|
Kadın meselesini kadın bakış açısının dışında düşünememek

Ayşe Böhürler’in uzun bir süreden beri İslam ülkelerindeki kadınlar üzerine hazırladığı çalışmanın bir bölümü geçtiğimiz günlerde Zaman gazetesinde yayınlandı. Yayınlanan röportajlarda önemli bilgiler vardı. Fakat benim esas dikkat çekmek istediğim husus İslam ülkelerinde kadın üzerine konuşmak söz konusu olduğunda etrafımızdaki barikatları aşamamız. Bu barikatlar her türlü bilimsel toplantıda karşımıza çıkıyor. Sorun şu ki bu barikatları aşmak için çaba da sarf etmiyoruz. İki keskin tutumun baskısı altındayız. Bir tarafta her türlü meseleyi kadın bakış açısından değerlendirenler var: Bunlar İslam’ın kadınları ne kadar ezdiği ya da İslam’ın kadınları ezmediği ama dini yorumlayanlar erkekler olduğu için dinin kadınlar tarafından da yorumlanması gerektiği üzerinden yol alıyor. Batılı beyaz kadının sorunlarının dışında bir sorun tanımayarak ilerlenen yol bu. Nedir batılı beyaz kadının sorunları: İki ana damardan ilerleyen sorunlar bunlar. Ekonomik özgürlük ve cinsel özgürlük. İslam ülkelerindeki kadınlar problem alanlarını bu damarlar üzerine oturttuğunda kısa bir süre içinde bütün dünya tarafından tanınan, muhatap kabul edilen uluslararası toplantılara çağrılan çeşitli fonlardan ekonomik yardım alan “özne”ler oluyorlar.

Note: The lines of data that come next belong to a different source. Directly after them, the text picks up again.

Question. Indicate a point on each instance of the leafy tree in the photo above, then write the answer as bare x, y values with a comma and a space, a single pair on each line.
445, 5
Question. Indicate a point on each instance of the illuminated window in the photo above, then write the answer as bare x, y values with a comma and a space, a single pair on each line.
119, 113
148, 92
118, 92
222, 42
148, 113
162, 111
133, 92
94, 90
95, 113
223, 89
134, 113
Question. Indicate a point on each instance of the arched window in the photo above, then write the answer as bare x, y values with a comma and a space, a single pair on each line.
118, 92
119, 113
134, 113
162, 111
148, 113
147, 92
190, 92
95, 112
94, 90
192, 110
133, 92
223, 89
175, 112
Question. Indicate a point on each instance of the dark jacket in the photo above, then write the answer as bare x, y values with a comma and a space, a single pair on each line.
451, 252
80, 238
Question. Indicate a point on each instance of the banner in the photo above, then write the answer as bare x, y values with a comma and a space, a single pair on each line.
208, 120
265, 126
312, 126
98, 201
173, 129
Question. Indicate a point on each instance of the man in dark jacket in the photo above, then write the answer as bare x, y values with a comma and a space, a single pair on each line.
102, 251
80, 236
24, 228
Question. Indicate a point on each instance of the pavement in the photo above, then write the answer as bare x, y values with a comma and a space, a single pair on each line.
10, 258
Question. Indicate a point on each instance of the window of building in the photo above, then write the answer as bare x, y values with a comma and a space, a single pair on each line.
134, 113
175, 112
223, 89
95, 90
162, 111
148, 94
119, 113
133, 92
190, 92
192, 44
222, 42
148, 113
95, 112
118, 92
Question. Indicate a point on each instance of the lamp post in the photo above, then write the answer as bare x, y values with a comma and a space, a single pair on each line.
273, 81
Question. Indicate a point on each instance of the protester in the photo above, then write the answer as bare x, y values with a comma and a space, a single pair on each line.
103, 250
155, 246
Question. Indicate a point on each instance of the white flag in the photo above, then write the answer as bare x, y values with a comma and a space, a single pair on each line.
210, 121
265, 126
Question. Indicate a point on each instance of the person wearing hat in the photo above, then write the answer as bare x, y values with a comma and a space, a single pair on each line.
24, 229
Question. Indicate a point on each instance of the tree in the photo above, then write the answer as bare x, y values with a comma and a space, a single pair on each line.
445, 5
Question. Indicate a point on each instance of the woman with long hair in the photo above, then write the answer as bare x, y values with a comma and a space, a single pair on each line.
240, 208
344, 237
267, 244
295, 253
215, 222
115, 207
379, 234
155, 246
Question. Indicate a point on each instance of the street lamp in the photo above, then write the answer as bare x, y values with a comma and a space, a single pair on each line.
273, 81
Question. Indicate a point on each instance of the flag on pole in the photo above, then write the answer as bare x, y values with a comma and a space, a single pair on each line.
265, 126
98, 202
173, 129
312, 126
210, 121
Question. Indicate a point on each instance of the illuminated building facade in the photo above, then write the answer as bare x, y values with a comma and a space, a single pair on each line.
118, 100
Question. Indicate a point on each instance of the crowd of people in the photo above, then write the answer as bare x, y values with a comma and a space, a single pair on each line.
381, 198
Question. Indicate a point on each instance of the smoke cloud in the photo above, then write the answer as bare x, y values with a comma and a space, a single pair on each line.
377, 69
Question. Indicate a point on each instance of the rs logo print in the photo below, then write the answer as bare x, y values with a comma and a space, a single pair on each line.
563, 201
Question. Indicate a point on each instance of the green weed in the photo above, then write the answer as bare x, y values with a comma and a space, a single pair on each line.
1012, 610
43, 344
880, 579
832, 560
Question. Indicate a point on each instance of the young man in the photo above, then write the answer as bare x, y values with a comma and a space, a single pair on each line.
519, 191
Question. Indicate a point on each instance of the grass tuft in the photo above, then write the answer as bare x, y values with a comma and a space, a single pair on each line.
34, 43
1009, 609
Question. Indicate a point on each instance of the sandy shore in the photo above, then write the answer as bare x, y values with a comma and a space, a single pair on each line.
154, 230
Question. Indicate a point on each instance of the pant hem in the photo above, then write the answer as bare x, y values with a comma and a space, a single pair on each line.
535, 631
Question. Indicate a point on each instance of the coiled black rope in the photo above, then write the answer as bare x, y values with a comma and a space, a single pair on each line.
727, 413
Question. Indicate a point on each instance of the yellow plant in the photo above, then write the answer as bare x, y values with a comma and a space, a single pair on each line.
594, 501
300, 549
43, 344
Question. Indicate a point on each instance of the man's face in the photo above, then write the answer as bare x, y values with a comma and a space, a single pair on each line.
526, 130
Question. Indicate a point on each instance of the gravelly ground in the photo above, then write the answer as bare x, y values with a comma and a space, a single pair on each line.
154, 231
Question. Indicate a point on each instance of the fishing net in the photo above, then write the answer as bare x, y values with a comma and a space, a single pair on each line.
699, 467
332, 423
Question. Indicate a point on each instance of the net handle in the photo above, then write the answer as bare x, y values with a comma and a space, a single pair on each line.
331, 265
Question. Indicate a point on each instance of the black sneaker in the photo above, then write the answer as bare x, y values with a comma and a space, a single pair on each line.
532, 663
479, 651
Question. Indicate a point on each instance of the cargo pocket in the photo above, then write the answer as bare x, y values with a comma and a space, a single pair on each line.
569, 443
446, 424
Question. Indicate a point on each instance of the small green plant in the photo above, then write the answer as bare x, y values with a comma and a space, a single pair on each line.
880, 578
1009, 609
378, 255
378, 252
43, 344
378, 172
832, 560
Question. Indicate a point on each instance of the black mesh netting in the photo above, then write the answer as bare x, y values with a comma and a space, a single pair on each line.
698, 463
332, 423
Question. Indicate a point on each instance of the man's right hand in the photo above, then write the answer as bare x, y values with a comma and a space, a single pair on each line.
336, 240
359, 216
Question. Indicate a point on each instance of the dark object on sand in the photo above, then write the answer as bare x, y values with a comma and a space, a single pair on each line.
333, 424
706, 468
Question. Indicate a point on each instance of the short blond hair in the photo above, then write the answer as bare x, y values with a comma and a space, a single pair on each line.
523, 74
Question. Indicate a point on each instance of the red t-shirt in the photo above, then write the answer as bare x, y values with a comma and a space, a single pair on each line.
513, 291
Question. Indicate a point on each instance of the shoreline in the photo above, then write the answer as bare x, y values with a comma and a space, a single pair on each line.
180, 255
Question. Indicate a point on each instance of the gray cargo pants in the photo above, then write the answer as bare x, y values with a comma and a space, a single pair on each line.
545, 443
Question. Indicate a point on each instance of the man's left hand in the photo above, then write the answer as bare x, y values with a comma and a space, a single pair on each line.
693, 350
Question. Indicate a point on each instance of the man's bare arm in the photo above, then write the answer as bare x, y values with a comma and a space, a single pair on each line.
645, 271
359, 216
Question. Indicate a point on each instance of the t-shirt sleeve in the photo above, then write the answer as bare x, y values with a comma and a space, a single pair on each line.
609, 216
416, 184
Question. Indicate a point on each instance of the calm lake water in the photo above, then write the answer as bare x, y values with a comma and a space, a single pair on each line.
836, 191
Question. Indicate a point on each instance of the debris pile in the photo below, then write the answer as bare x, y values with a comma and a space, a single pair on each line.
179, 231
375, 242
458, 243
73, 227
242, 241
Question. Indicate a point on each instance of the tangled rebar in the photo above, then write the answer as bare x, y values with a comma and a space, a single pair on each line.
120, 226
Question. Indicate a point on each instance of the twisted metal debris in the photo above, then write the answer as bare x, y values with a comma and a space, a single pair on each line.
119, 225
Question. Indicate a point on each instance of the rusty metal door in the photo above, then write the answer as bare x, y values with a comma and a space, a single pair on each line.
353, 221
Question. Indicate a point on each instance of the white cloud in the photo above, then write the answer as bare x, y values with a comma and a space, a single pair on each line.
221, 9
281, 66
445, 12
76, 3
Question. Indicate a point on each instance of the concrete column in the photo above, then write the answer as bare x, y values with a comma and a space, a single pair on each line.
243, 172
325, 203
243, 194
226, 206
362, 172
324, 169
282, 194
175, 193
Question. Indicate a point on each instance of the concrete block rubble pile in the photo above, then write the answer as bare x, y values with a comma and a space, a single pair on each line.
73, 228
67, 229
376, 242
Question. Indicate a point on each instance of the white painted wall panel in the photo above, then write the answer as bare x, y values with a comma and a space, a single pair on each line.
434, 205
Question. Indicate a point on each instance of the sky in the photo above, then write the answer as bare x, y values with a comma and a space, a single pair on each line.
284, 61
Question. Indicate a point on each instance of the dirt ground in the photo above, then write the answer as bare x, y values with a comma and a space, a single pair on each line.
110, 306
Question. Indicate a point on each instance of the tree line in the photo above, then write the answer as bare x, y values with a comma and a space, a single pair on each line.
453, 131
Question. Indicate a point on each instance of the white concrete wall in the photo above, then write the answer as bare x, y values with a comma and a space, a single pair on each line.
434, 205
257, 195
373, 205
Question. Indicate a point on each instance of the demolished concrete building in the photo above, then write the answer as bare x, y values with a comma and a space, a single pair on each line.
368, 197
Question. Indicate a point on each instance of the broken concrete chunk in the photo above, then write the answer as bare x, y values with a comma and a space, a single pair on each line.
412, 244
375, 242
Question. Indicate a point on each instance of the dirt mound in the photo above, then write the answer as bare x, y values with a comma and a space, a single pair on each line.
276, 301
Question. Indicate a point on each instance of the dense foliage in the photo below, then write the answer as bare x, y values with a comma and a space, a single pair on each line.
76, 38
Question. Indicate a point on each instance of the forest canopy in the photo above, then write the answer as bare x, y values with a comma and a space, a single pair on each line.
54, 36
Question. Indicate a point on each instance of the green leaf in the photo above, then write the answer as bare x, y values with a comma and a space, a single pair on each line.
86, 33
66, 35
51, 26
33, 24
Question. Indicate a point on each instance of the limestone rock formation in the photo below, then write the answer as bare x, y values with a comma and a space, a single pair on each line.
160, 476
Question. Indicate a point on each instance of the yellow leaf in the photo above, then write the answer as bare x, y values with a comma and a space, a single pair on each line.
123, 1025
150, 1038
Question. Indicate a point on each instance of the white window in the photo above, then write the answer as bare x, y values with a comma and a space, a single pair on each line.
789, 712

Peki hal böyle diyerek ekonomik sorunları görmemezlikten mi gelmemiz gerekiyor? Toplumdaki yozlaşmaya paralel olarak kadınların ekonomik özgürlüğü ciddi bir sorun haline geliyor. Batılı hayat tarzı ile karşılaşmanın en yakıcı safhası olan 19. yüzyılın sonlarında da ekonomik özgürlük ciddi bir mesele olarak karşımıza çıkar. O dönemde Osmanlı kadınları eşlerini, oğullarını, evlenecekleri gençleri ard arda gelen savaşlarda yitirmişti. Elinde mesleği olmayan şehirli kadınlar ya dilenci oluyordu ya da kötü yola düşüyordu. O dönemin romanlarına bakıldığında kadınların meslek sahibi olmasının ne kadar özendirildiği dikkat çeker. Olağanüstü zor şartlarda kızlar okuyup öğretmen çıkacaklardır. Böylece hem kendilerini hem de cemiyeti düşmekten kurtaracaklardır. Mesela Fatma Aliye Hanım’ın Refet adlı romanı kendisine düşen miras verilmediği için mağdur olan bir kadının kızını okutmak için katlandığı sıkıntıları anlatır. Açlıktan ölmek, soğuktan donmak pahasına namuslarıyla yaşamaya çalışmışlar, bu esnada zengin akrabalarının değil fakir komşularının desteğiyle hayata tutunarak Refet muallime olmuştur nihayet.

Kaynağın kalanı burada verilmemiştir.